While disagreeing with the majority view in Narasimha Rao, Venkataramani also cautioned the bench against relying fully on the minority view in the case. The minority view, he pointed out, attached special importance to the antecedent conduct. Therefore, he urged that this view be “moderated.”
Mehta: “Performance of a promise” after accepting a bribe is not an essential ingredient
After lunch, Mehta commenced his arguments against the judgement in Narasimha Rao. He claimed that legislators are not immune to prosecution, if the offence of bribery is committed outside the legislative house. CJI Chandrachud pointed out that the place of offence would not matter as an offer and acceptance of a bribe can also take place inside Parliament. Mehta responded that such instances were unlikely.
Mehta then stated that it is not necessary to establish that the accused upheld his/her bargain of the bribe for it to be considered an offence. The offence is complete once the receiver accepts an offer. Therefore, he contended that the majority opinion in Narasimha Rao was flawed as it made the “performance of a promise” the guiding principle to extend immunity. According to Mehta, the performance is not an essential ingredient at all.
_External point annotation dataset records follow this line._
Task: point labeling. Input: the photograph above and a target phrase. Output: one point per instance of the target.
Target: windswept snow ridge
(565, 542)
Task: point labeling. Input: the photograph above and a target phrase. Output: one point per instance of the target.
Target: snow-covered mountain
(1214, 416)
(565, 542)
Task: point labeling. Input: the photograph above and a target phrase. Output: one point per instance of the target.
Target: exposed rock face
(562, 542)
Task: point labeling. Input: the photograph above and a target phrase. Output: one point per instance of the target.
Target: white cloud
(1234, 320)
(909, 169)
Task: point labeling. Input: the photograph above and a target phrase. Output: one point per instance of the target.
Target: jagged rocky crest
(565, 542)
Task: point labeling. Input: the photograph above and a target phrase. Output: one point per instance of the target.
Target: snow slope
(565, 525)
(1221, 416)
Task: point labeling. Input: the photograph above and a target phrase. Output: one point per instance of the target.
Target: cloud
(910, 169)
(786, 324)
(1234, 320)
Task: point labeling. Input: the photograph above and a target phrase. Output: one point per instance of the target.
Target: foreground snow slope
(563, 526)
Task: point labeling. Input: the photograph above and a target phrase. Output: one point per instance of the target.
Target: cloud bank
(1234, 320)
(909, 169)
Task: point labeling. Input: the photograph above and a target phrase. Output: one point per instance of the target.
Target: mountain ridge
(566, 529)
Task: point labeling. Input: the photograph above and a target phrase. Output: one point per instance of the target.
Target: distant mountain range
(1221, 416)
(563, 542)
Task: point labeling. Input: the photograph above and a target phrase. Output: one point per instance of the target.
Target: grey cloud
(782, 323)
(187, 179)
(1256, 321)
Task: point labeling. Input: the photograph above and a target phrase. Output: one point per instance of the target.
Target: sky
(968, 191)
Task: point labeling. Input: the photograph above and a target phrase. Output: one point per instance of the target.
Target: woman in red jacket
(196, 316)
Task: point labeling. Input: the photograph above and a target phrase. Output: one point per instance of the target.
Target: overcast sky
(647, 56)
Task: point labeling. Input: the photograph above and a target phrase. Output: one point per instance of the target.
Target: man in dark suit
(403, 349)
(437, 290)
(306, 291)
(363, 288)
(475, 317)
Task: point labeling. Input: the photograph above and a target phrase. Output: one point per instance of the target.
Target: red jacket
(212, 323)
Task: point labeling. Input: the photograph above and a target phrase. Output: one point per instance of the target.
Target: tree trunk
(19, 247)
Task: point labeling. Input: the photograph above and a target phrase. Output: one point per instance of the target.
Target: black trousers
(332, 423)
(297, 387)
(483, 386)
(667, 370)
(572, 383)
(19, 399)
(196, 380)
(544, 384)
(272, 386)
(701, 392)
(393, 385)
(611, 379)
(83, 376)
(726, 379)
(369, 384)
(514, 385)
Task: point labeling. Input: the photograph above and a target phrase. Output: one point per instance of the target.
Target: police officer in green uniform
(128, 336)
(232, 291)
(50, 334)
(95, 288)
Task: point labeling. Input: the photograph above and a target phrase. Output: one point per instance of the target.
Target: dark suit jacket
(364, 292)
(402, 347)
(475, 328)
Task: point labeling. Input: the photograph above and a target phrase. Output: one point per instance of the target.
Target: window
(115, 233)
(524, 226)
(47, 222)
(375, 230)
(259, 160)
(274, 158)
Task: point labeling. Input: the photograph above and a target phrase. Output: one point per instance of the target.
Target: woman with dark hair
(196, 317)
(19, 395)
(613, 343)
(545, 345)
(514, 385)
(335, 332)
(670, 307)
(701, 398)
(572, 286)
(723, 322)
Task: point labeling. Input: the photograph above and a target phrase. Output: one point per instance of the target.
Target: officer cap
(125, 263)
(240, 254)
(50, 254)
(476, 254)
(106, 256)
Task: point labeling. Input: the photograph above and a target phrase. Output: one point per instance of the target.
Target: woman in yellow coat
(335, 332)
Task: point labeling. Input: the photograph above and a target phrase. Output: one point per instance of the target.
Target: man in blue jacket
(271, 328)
He relied on Section 7 of the Prevention of Corruption Act (PCA) which has “specifically excluded” performance. Mehta concluded his arguments by stating that in Narasimha Rao, the Court did not take into account the statutory scheme of the PCA.
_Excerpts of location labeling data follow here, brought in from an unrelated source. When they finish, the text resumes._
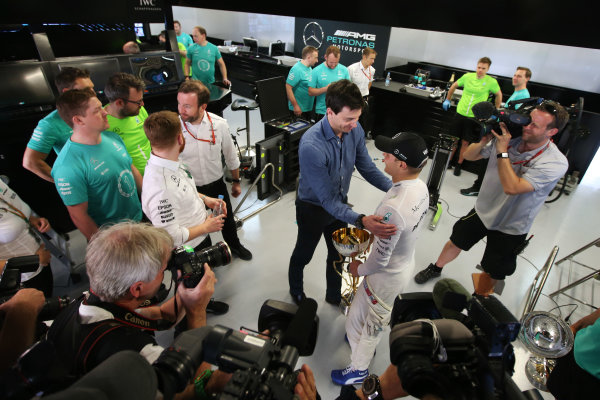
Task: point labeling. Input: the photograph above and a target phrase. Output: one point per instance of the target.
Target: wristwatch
(372, 388)
(358, 223)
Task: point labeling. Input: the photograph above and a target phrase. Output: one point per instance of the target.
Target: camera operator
(18, 318)
(516, 184)
(577, 375)
(125, 264)
(169, 195)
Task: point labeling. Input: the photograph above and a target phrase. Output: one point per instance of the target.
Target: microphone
(299, 332)
(483, 110)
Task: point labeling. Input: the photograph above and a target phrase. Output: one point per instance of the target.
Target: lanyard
(212, 128)
(525, 162)
(368, 76)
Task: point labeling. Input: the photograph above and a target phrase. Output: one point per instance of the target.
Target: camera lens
(215, 256)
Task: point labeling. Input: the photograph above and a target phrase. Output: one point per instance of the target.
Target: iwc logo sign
(313, 35)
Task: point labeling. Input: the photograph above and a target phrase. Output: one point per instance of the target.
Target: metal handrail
(250, 190)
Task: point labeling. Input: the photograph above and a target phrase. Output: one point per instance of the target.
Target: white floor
(569, 223)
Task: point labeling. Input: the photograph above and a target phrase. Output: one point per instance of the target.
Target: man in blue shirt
(327, 72)
(520, 78)
(328, 153)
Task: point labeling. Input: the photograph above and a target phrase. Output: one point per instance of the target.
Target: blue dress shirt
(326, 166)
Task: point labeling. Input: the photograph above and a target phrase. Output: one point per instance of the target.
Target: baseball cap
(405, 146)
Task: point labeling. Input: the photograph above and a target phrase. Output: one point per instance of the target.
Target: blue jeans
(313, 221)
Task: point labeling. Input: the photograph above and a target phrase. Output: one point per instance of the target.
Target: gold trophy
(352, 244)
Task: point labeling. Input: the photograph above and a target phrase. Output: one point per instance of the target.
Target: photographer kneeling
(126, 264)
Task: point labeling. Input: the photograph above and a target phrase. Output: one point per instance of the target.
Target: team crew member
(201, 59)
(520, 174)
(52, 132)
(93, 173)
(329, 151)
(327, 72)
(519, 81)
(126, 115)
(207, 138)
(299, 79)
(390, 265)
(477, 87)
(182, 37)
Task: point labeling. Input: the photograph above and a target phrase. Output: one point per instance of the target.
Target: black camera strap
(128, 317)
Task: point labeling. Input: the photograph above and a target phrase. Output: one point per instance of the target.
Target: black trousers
(229, 229)
(313, 221)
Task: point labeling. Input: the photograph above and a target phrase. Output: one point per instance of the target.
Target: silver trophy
(352, 244)
(548, 337)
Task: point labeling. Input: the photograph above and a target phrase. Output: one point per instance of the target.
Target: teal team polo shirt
(101, 175)
(299, 79)
(474, 91)
(203, 60)
(322, 76)
(50, 133)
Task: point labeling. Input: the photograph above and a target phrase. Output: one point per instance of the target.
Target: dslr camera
(191, 263)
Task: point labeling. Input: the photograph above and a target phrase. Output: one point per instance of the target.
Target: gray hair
(125, 253)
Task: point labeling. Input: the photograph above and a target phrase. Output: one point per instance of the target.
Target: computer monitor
(277, 49)
(138, 27)
(100, 70)
(272, 98)
(270, 150)
(155, 70)
(23, 85)
(252, 44)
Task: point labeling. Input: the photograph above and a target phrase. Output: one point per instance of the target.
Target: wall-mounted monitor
(155, 70)
(270, 150)
(138, 28)
(23, 85)
(277, 49)
(272, 98)
(251, 43)
(100, 70)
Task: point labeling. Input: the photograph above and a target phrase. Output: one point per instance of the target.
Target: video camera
(262, 366)
(10, 283)
(488, 117)
(473, 359)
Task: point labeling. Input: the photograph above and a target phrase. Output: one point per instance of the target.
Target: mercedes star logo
(313, 35)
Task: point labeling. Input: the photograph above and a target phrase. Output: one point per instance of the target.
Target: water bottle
(218, 210)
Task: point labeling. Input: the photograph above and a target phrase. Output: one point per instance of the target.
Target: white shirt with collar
(201, 156)
(361, 76)
(170, 199)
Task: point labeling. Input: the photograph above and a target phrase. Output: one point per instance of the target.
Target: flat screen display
(100, 70)
(272, 98)
(269, 150)
(155, 70)
(23, 85)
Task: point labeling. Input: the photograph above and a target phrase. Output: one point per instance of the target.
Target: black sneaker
(216, 307)
(428, 273)
(241, 252)
(457, 169)
(472, 191)
(298, 298)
Ramachandran: Offence committed prior to speech or vote is protected by immunity
Ramachandran argued that an offence committed at an anterior point of time would be “within the umbrella of immunity” if it is in “contemplation of a vote”. To illustrate, Ramachandran presented an example of hate speech. He argued that hate speech within the parliament is protected, but what if there was a conspiracy to engage in hate speech days before it was actually delivered? He posited that the prior offence of conspiracy should also be shielded by immunity.
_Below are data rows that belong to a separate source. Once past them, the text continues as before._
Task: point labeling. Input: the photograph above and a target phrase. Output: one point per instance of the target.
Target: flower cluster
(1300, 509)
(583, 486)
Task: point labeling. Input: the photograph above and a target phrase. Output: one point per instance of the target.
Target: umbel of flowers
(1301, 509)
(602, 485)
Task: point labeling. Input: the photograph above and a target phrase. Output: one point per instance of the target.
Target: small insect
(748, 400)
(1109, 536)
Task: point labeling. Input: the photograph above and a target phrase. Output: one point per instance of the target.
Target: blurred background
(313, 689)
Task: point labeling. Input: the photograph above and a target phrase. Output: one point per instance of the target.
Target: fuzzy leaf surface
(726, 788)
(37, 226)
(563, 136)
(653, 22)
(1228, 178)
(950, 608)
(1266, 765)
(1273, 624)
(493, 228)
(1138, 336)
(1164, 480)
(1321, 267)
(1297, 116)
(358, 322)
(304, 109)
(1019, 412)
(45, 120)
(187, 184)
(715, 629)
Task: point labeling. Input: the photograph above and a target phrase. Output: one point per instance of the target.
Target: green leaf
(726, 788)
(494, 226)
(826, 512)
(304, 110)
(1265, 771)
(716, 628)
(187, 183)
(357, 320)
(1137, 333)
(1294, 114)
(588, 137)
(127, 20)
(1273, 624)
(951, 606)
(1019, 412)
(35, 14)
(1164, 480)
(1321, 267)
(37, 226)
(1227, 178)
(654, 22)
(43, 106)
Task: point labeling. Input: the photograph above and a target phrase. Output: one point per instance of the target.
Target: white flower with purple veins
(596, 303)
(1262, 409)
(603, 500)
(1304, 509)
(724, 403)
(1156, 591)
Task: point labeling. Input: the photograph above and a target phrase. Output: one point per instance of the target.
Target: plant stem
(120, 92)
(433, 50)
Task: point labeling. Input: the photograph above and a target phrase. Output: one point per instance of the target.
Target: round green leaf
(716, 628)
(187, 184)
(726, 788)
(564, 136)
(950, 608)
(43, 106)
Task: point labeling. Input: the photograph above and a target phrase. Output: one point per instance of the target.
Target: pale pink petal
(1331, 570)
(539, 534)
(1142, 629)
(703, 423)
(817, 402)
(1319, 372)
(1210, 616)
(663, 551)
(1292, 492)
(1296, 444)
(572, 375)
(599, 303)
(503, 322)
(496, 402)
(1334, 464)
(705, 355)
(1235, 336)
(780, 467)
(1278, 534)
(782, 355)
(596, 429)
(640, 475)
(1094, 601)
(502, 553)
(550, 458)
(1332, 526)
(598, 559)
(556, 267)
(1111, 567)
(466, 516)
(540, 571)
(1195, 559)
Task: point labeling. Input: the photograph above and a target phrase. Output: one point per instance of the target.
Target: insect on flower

Ramachandran then contended that bribery cannot be bifurcated as a separate offence because Articles 105 and 194 grant immunity for all criminal offences.
Finally, responding to Venkataramani’s argument that a vote in the Rajya Sabha is distinct and is not protected under Articles 105 and 194, Ramachandran contended that a vote in a Rajya Sabha election is mandated by the Constitution and enjoys the same privilege.